Last Updated: Sunday, October 27, 2013 - 10:49

New Delhi: Keen to push insurance sector reforms, the UPA government is contemplating a proposal under which the FDI cap in insurance sector would be raised from 26 percent to 49 percent without commensurate increase in voting rights.

According to sources, the government is also looking at the possibility of allowing 23 percent FII investment, over and above the existing FDI ceiling of 26 percent in the sector.

These permutations and combinations, they said, are being worked out to elicit support of the principal opposition party BJP, which is not opposed to the insurance sector reforms but has reservations about hiking the FDI limit.

The legislation is likely to be taken up in the upcoming Winter Session of Parliament, which would be the last full session of the current government before 2014 Lok Sabha polls.

The Bill seeking to raise FDI in insurance sector to 49 percent has been pending in Rajya Sabha since 2008. The Standing Committee, to which it was referred earlier, has already given its report to the Parliament.

The ruling UPA is keen to pursue the insurance sector reforms and the Cabinet had in October 2012 approved the proposal to raise Foreign Direct Investment (FDI) cap to 49 percent.

Finance Minister P Chidambaram had earlier met main opposition leaders on the issue, but no compromise formula was worked out.

The Bill could not be taken up in the Rajya Sabha as the ruling party does not enjoy a majority in the Upper House.
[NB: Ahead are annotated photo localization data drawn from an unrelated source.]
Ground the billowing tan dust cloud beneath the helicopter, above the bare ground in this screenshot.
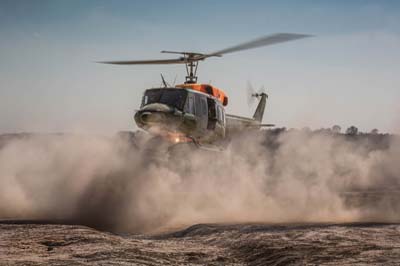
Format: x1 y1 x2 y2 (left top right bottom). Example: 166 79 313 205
0 130 400 232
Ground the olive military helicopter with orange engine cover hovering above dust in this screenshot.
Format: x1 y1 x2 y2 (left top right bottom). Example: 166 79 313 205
98 33 311 146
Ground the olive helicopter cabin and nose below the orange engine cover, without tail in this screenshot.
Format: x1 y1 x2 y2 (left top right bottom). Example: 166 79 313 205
135 84 227 143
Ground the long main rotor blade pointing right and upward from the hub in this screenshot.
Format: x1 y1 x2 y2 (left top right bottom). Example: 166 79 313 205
205 33 312 58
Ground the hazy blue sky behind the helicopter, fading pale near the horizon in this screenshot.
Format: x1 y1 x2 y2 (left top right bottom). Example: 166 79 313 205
0 0 400 133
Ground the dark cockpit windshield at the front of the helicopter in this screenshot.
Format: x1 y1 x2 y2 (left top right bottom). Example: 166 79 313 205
142 88 187 110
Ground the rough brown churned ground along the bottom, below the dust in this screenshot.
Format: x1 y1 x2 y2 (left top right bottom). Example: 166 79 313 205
0 221 400 265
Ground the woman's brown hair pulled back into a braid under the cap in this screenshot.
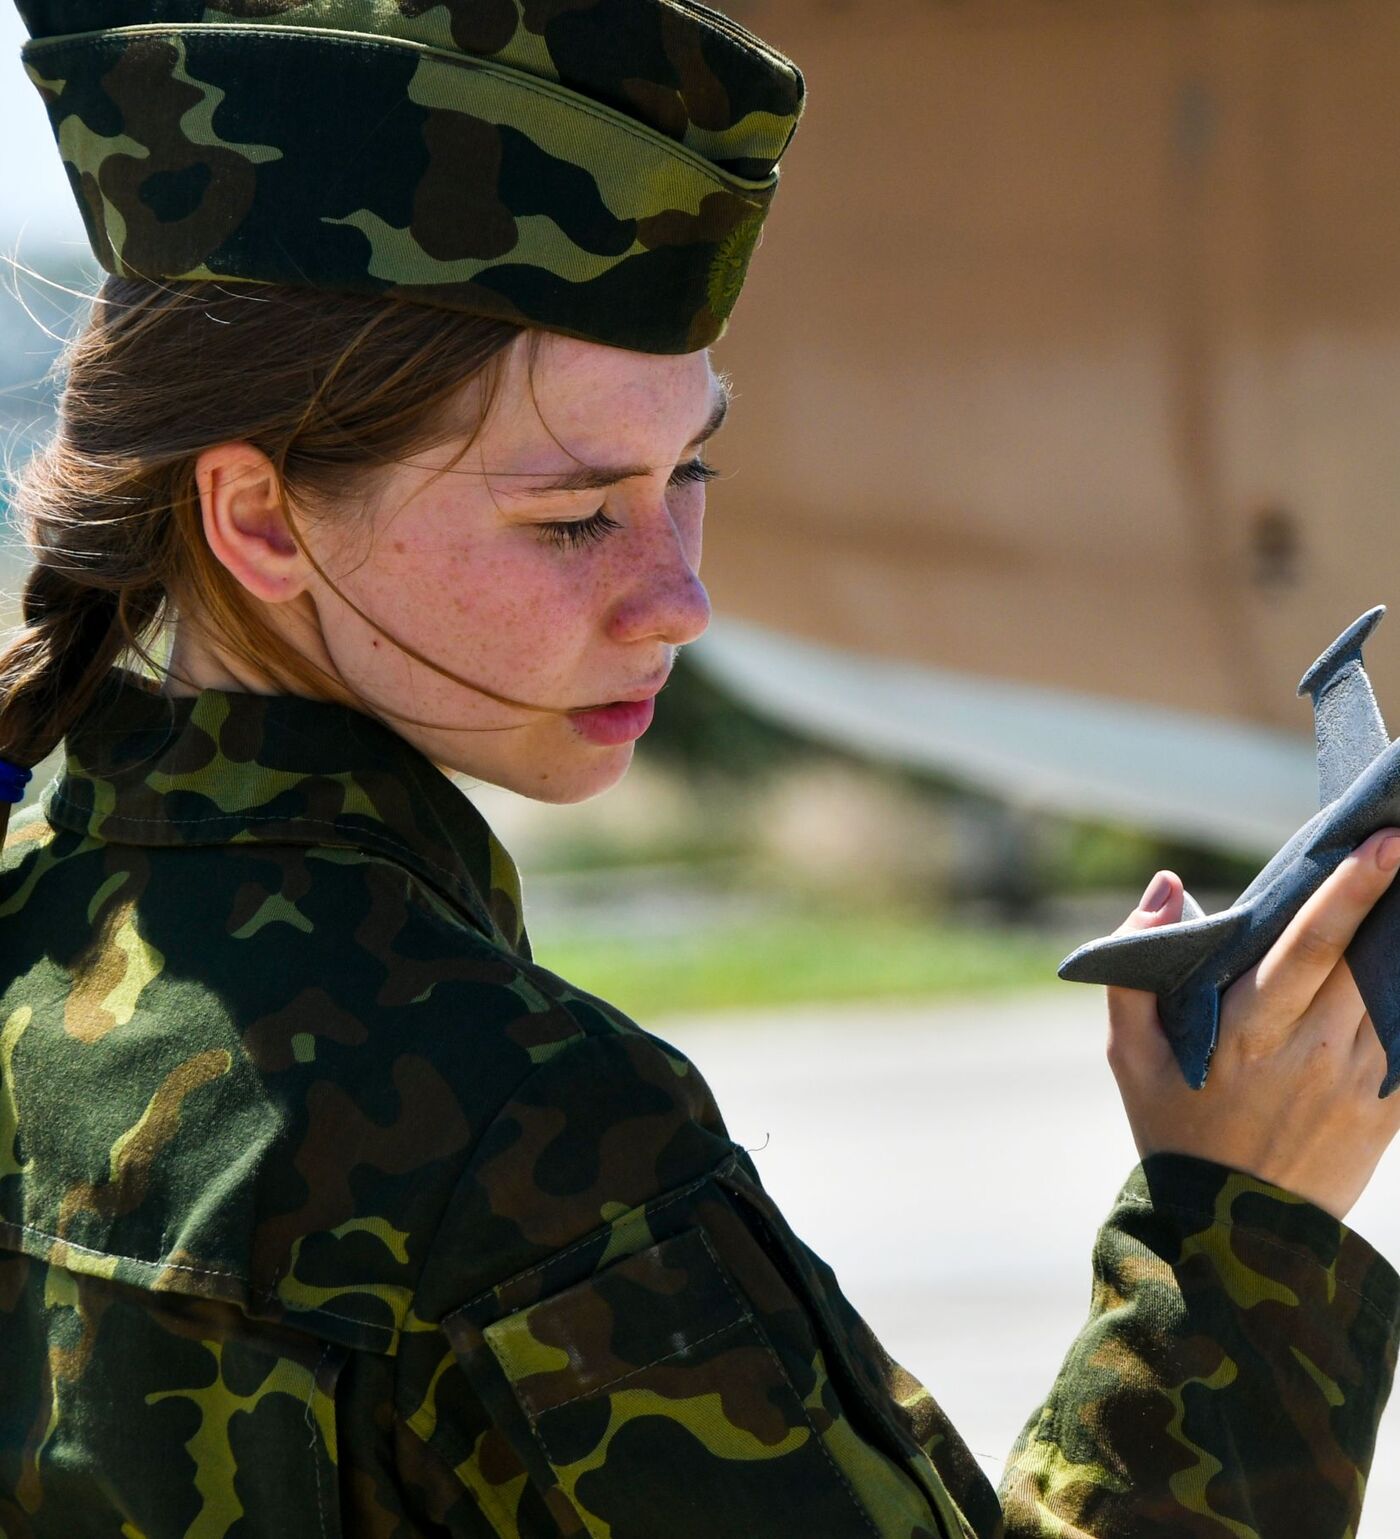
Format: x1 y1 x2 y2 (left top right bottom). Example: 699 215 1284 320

It needs BJP's support for pushing the insurance sector reforms.

Private sector insurance companies are demanding a hike in the sectoral FDI cap as they need capital from their foreign partners to expand business.

At present, there are over 20 private sector life and non-life insurance companies each, besides state-owned LIC, GIC and four general insurance companies.

The insurance industry was opened up for private sector in 2000 after the enactment of the Insurance Regulatory and Development Authority Act, 1999 (IRDA Act, 1999).

This Act permitted foreign shareholding in insurance companies to the extent of 26 percent with an aim to provide better insurance coverage and to augment the flow of long-term resources for financing infrastructure.